Protein-based medicines and vaccines are particularly susceptible to chemical degradation and physical instability, potentially resulting in aggregation or loss of potency. Drug product stability depends on environmental factors (ambient temperature, humidity, and light) and product-related factors (the biochemical and biophysical properties of the active pharmaceutical ingredients and excipients).

The ICH guidelines recommend stress-testing biologics to identify and characterize likely degradation products and to establish degradation pathways and the intrinsic stability of the molecule. Accelerated stability and forced degradation studies supported by LC-MS comply with regulatory requirements and may speed up getting a biologic on the market while ensuring the quality, safety, and efficacy of the drug product.

You can use stability and degradation studies to determine the proposed shelf life and expiration date of new drug substances and/or drug products. Furthermore, the studies highlight the influence of environmental factors, which you can use to determine the optimal transportation and storage conditions. Finally, you can use the results to validate which specific test parameters are best for monitoring product stability to ensure overall quality.

Stability-indicating methods (SIMs) are quantitative analytical procedures used to measure concentration decreases of a drug substance over time due to degradation. According to regulatory authority guidelines, SIMs must be validated for linearity, accuracy, precision, specificity, quantitation limit, detection limit, ruggedness, and robustness.
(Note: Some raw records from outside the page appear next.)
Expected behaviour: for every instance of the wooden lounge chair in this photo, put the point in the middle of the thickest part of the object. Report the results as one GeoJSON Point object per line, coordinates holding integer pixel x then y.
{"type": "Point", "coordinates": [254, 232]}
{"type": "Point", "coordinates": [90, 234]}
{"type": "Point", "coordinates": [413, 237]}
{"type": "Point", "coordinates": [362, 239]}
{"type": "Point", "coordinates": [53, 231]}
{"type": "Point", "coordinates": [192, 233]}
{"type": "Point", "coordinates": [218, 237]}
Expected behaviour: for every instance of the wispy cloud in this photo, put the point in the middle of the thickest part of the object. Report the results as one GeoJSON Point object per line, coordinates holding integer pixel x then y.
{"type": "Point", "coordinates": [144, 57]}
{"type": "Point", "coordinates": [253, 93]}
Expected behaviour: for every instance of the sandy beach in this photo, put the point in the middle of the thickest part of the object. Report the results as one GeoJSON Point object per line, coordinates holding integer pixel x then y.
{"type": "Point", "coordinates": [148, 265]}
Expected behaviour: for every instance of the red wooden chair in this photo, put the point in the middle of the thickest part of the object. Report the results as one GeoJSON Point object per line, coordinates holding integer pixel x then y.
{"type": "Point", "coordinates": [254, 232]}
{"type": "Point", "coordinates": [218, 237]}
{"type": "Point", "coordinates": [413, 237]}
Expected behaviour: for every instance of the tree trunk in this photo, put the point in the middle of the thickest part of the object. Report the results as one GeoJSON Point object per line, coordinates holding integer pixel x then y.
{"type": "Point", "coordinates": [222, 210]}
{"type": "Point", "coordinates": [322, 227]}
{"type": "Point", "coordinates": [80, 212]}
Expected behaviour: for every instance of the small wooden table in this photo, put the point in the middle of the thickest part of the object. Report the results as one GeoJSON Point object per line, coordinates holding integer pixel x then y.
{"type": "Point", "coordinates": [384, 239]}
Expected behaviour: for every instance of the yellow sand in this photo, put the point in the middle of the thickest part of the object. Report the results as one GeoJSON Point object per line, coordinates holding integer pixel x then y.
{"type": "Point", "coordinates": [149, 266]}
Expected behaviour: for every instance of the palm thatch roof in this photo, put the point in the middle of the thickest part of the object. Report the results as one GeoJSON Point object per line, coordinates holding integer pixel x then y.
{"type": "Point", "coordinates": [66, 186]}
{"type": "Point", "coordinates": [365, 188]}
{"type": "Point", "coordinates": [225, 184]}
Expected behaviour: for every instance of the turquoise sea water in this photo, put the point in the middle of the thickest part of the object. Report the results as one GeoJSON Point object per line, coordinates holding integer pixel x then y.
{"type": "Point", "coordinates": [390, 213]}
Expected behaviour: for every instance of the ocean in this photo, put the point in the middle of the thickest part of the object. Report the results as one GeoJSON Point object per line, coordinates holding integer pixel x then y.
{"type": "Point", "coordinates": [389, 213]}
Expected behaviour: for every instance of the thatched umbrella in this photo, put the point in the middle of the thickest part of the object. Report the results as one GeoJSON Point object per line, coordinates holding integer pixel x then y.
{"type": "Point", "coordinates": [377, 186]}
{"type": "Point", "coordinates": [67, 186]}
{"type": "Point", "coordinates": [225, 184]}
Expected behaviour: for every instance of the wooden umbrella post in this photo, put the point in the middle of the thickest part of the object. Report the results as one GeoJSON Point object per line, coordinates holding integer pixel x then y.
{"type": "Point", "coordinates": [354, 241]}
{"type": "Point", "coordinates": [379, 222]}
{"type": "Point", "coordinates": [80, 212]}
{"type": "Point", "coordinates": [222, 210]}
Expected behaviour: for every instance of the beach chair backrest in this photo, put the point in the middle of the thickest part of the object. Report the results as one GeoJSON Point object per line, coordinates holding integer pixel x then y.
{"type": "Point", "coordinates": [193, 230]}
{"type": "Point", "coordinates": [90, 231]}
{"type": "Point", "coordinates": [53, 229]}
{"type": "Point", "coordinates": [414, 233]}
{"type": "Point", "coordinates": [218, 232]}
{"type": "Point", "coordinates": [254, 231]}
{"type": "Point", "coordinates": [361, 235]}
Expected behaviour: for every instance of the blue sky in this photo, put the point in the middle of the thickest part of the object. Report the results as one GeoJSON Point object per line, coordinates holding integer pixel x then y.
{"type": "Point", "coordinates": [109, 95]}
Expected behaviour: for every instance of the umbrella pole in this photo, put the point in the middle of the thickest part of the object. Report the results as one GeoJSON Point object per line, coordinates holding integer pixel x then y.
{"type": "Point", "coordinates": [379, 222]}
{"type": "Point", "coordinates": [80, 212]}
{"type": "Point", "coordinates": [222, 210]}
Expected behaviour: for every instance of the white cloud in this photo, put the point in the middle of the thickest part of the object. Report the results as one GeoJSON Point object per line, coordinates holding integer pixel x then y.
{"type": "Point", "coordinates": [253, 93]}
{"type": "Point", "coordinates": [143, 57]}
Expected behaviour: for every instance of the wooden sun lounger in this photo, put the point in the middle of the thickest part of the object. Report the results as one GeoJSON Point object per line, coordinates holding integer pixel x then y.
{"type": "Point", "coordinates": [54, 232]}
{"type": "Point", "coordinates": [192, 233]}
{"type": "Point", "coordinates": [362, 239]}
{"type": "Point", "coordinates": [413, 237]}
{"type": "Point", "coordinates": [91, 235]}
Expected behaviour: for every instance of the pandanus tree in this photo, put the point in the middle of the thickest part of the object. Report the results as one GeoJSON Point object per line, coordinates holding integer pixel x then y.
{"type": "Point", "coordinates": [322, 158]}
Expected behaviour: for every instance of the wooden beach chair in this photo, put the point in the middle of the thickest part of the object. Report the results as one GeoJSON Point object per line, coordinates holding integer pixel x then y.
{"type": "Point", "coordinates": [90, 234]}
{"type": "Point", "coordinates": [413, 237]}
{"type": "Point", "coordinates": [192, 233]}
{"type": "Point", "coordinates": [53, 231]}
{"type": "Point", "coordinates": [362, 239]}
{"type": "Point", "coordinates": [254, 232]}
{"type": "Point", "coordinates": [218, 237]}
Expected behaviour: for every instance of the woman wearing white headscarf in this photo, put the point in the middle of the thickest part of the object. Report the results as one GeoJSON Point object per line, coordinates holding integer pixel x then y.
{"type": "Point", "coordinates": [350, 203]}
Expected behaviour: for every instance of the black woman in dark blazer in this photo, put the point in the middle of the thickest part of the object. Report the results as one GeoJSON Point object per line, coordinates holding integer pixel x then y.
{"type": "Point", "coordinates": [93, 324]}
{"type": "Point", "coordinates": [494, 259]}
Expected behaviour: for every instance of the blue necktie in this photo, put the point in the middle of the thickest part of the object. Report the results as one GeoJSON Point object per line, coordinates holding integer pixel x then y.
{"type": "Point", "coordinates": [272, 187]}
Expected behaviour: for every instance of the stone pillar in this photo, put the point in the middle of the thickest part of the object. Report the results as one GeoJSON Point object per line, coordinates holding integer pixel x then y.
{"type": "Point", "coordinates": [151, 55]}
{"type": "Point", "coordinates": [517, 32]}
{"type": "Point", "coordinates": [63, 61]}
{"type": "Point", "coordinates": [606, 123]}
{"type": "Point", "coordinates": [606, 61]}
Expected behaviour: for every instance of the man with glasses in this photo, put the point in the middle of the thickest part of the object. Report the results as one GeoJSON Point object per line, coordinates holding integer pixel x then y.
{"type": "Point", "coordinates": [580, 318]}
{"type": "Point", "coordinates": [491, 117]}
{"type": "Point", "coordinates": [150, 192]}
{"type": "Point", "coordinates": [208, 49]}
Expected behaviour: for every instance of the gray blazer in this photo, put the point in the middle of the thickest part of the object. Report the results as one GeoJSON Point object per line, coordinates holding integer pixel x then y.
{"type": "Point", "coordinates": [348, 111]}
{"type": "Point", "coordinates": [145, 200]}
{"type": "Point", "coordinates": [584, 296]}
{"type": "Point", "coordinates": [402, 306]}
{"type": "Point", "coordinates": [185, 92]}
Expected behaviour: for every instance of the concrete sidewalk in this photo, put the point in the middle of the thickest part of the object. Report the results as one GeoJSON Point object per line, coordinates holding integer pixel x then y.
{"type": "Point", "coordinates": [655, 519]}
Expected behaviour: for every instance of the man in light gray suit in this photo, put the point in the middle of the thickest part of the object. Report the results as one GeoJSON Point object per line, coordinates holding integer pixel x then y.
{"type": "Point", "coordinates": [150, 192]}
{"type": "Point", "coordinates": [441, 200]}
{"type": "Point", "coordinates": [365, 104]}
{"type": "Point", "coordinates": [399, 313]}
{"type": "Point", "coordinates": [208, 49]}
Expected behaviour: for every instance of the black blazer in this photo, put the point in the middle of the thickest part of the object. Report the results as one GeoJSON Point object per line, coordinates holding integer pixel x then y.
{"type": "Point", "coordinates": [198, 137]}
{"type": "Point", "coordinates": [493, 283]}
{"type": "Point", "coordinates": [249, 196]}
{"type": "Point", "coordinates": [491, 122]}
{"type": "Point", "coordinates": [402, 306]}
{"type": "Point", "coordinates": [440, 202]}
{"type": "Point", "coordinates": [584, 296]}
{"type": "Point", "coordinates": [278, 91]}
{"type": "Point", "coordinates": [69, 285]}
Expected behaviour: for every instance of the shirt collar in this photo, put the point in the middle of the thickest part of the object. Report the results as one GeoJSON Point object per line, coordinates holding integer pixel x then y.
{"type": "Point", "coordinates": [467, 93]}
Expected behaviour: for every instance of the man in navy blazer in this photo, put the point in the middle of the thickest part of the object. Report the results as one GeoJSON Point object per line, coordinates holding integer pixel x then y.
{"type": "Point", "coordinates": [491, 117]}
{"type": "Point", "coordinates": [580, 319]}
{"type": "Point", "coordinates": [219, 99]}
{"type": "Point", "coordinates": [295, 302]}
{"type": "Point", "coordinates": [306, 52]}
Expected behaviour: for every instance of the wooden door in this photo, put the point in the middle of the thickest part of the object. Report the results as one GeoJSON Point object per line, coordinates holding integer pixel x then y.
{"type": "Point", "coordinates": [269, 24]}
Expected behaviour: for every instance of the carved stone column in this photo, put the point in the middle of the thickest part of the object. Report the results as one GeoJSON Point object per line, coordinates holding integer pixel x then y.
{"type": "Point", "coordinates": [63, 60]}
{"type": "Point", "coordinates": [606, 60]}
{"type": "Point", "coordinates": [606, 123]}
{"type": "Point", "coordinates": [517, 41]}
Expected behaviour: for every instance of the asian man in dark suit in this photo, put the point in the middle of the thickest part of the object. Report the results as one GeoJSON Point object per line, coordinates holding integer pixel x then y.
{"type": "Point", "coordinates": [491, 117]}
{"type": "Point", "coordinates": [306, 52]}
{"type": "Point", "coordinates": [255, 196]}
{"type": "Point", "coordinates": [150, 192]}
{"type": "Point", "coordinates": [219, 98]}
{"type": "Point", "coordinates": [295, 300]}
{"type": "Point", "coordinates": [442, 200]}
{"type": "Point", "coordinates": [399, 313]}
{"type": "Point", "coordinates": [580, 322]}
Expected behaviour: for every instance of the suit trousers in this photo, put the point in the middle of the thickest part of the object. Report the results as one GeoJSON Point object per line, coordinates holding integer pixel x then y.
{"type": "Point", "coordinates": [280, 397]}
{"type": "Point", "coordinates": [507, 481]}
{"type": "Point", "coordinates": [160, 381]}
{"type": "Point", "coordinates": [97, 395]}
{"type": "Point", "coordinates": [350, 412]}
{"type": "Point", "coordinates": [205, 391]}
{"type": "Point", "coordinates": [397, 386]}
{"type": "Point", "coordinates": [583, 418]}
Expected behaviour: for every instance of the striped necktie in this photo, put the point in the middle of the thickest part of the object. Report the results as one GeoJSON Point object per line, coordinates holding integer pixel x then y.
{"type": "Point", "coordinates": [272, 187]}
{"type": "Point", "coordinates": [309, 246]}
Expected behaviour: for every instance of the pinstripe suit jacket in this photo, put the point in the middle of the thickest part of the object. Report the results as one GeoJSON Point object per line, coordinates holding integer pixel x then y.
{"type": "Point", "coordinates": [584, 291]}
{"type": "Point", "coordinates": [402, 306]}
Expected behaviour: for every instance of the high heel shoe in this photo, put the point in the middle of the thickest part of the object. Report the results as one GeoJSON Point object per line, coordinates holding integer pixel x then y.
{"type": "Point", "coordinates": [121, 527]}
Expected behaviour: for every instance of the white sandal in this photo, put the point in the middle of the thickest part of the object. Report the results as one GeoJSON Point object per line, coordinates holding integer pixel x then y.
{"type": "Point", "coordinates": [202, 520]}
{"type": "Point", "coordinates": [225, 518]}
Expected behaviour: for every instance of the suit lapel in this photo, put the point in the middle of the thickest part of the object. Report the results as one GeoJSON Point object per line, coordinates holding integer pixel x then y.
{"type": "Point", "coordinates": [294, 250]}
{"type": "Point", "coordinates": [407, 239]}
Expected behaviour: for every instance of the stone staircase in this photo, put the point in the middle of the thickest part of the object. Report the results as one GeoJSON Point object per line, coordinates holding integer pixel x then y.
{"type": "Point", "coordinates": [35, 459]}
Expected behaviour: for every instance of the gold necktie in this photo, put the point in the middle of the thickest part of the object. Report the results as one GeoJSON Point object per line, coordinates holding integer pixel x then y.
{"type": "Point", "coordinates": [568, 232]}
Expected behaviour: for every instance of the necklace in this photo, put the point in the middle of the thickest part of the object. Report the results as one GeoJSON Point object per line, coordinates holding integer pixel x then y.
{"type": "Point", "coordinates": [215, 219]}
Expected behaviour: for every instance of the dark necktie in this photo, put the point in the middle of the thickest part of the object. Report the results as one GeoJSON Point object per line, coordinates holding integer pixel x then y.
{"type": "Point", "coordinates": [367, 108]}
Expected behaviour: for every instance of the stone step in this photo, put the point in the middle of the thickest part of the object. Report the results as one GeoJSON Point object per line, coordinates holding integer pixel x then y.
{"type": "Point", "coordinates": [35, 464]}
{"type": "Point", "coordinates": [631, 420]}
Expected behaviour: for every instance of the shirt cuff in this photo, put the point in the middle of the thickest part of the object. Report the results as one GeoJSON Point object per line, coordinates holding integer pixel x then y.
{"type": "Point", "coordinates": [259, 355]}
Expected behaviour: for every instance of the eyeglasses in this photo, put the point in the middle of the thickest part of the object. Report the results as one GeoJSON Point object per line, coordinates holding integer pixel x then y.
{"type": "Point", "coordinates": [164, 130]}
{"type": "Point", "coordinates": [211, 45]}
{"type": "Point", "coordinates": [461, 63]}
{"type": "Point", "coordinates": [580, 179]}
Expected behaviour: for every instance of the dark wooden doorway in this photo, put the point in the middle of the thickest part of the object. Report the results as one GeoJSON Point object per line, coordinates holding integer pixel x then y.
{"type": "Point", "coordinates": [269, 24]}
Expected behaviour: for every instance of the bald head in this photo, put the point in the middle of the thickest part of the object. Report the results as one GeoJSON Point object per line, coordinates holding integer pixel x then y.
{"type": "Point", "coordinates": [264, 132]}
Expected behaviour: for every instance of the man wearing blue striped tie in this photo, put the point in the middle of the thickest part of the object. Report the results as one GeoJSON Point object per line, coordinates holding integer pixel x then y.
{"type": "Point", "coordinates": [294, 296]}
Various HPLC-UV methods are the most used SIM for impurity quantification. However, compounds with similar molecular weights often exhibit similar UV profiles, which means the drug peak in the HPLC readout may hide peaks from impurities or degradants that co-elute with the drug.

To determine the suitability of the SIM, you can use LC-MS peak purity analysis to demonstrate the spectral peak's homogeneity. If the analysis shows that the peak is heterogeneous, we can help you optimize the HPLC array for separating closely eluting peaks to reveal impurities or degradants of concern.